From 1947 to 1958, the United States Mint, due to demand from collectors, began offering sets of Uncirculated coins to collectors. These sets were called Mint Sets, as the coins were simply two examples of each denomination of Uncirculated coins. While they did not differ in striking from their circulation counterparts, they were placed in cardboard holders that protected them and quite often beautifully toned the coins thereby significantly increasing their value. The sets often were intentionally missing coins as not every coin from every mint was struck every year.
(A Typical 1947 to 1958 United States Mint Set.)
In 1959, U. S. Mint Sets, much like their Proof set counterparts, have been sealed in clear Pliofilm.
(A Typical U. S. Mint Set in Pliofilm, circa 1956 to 1964.)
No Mint Sets were created or sold during the 1965 through 1967 period. In 1968, the Mint Set packaging reverted to the Pliofilm holders once again but around 1980, the Mint realized that the envelope holding the Pliofilm sets could have an inner envelope with printing on it, making the sets more attractive to collectors, investors, and those buying for succeeding generations.

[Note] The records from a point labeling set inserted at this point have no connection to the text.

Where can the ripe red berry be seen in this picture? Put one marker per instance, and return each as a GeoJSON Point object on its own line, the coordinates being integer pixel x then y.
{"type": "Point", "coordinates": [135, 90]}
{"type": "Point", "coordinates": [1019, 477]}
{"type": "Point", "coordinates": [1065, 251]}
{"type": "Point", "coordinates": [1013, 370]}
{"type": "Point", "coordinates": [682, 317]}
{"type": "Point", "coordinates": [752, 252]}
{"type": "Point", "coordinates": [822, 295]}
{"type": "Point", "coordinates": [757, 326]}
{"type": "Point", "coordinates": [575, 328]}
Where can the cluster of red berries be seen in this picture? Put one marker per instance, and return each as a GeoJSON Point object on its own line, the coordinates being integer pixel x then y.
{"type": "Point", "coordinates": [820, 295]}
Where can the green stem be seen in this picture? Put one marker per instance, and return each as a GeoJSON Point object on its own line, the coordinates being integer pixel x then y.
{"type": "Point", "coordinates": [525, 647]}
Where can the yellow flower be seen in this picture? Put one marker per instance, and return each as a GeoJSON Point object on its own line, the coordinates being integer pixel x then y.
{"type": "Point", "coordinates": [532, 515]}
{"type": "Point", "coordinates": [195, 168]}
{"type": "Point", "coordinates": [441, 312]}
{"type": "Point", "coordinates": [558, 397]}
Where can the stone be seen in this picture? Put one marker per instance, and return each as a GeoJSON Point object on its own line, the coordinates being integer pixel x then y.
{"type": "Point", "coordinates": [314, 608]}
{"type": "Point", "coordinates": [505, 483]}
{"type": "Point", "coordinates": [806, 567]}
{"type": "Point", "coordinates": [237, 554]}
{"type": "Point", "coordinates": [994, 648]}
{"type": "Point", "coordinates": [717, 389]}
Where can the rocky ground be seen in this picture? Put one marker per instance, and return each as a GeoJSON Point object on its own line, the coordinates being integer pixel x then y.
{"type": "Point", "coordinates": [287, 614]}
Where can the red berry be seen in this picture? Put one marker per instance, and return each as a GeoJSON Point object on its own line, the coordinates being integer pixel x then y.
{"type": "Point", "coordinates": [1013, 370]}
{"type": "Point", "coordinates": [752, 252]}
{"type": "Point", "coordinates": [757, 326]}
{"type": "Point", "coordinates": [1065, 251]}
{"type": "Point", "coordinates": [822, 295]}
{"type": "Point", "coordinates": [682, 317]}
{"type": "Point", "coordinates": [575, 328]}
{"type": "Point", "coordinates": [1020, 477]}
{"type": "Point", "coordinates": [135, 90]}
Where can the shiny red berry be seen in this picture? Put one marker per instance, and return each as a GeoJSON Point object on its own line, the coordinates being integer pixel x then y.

(Various Years United States Mint Set Packaging.)
The U S Mint has continued to offer a wide variety of collectible Uncirculated coins for the collecting public. For example, the Mint issued a set of 10 circulating coins – one of each denomination and included the 5 America the Beautiful circulating quarters – all with an enhanced finish in 2017 for the 225th anniversary of the founding of the United States Mint in 1792.
(A 2017 225th Anniversary of the US Mint Special Enhanced Mint Set.)